25 Now large crowds were going along with Him; and He turned and said to them,
26 “If anyone comes to Me, and does not hate his own father and mother and wife and children and brothers and sisters, yes, and even his own life, he cannot be My disciple.
27 Whoever does not carry his own cross and come after Me cannot be My disciple.
28 For which one of you, when he wants to build a tower, does not first sit down and calculate the cost to see if he has enough to complete it?
29 Otherwise, when he has laid a foundation and is not able to finish, all who observe it begin to ridicule him,
30 saying, ‘This man began to build and was not able to finish.’
Nothing about Christianity is accidental.
In this passage, Jesus invites us to weigh how much we want Him. Sacrifice, by nature, is a calculated choice: “...calculate the cost to see if he has enough to complete it?”(v. 28).
It is necessary to “calculate the cost” to be a disciple of Christ.
Like a person who does not foresee the full cost of building a tower and suffers ridicule for starting something he cannot finish, a disciple must understand what it will take to complete the Christian life before he makes the commitment. Similarly, a king must soberly consider the odds before deciding between war and peace.
Christ does not want flippant decisions: He wants all-in commitment.
To wish for the cross is to wish for a death sentence.
Nothing about the cross is comfortable or easy. It is death. Upon the cross, we die to the old—our old desires, our old habits, our old ways of thinking. And what’s great about Jesus is that He doesn’t expect you to die alone.
We die with Him—we join Him in His sacrifice.
As Paul said, “I have been crucified with Christ; and it is no longer I who live, but Christ lives in me” (Gal. 2:20). And when we die, our old lifestyle is so dead that nothing but Christ lives in us—He is who other people see.
Ironically, upon death, we find life. Upon surrender, we gain freedom: “For whoever wishes to save his life will lose it; but whoever loses his life for My sake will find it” (Matt. 16:25).

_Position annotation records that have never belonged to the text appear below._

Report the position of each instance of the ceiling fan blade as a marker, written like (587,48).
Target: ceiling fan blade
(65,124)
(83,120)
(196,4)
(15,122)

The essence of being a disciple of Christ is unreserved commitment to Him.
- According to this passage, why might discipleship cost you relationships?
- What things in your life would you find most difficult to give up for the sake of following Christ? What makes such sacrifices worthwhile?
Thank God for bringing us to Himself through the sacrifice of His Son. Repent from giving your heart in worship to anything but Christ.